II - Toska
—Vanille ou chocolat ?
Tic, tac. Tic, tac.
—Vincent ?
Un léger mouvement de la tête.
—Je… Je ne sais pas.
Elle soupire, ses ongles grattent frénétiquement sa peau bronzée et elle me tire par la main loin du vendeur de glaces.
—T’as pris tes trucs ?
Elle les appelle trucs. Joli.
Je hausse les épaules.
On rentre à la maison. Je fonce dans un abîme noirâtre et puis peu après je me retrouve assis avec des invités autour de la table de dîner. Rires grincheux et regards flatteurs.

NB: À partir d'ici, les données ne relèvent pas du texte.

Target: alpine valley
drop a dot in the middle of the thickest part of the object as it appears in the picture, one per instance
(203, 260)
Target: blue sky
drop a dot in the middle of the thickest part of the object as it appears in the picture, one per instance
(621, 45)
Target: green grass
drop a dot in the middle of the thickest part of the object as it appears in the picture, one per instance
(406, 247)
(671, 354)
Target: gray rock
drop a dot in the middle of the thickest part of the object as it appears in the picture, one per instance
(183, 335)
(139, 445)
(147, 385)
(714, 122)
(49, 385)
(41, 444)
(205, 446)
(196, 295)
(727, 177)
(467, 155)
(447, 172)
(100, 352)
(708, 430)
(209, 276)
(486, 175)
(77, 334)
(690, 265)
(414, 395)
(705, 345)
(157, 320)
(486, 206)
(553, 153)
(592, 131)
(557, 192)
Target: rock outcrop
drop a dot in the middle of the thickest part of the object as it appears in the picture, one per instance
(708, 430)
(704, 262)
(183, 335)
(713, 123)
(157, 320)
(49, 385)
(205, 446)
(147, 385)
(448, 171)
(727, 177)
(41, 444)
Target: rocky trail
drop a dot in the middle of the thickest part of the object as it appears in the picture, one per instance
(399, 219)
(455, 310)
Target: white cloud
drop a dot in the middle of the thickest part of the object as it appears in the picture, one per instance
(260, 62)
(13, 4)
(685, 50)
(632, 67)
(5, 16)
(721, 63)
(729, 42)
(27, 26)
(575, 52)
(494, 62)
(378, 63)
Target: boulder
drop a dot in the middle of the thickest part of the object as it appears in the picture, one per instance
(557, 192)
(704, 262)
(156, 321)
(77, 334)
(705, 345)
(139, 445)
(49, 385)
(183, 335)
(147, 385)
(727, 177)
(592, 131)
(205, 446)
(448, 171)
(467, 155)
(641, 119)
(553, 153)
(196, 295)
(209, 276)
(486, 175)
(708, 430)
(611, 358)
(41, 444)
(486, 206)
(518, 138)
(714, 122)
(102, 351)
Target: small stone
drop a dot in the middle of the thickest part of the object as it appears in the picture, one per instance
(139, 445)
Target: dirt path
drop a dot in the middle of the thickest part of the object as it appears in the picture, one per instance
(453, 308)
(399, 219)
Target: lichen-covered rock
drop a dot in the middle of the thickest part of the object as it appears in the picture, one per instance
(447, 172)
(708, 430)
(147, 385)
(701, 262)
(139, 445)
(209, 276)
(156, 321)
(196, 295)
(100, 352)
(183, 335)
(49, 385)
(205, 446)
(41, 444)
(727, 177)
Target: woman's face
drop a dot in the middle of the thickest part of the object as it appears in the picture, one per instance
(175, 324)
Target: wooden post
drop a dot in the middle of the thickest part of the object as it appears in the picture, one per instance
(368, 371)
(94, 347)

—Oui, oui. Vincent est un grand peintre, je parie qu’il est le meilleur peintre du monde.
Je vois un homme à la chevelure poivre et sel me scrutant des yeux.
—Catherine m’a fait voir ton dernier tableau. Il vaudrait quelque chose dans notre galerie.
L’eau coulait doucement sous le pont voisin de notre maison, nous rappelons que ce moment est éphémère.
Ce moment est éphémère.
Nous le sommes tous. Nous sommes des créatures qui ont effleurés la surface de la terre pour un moment.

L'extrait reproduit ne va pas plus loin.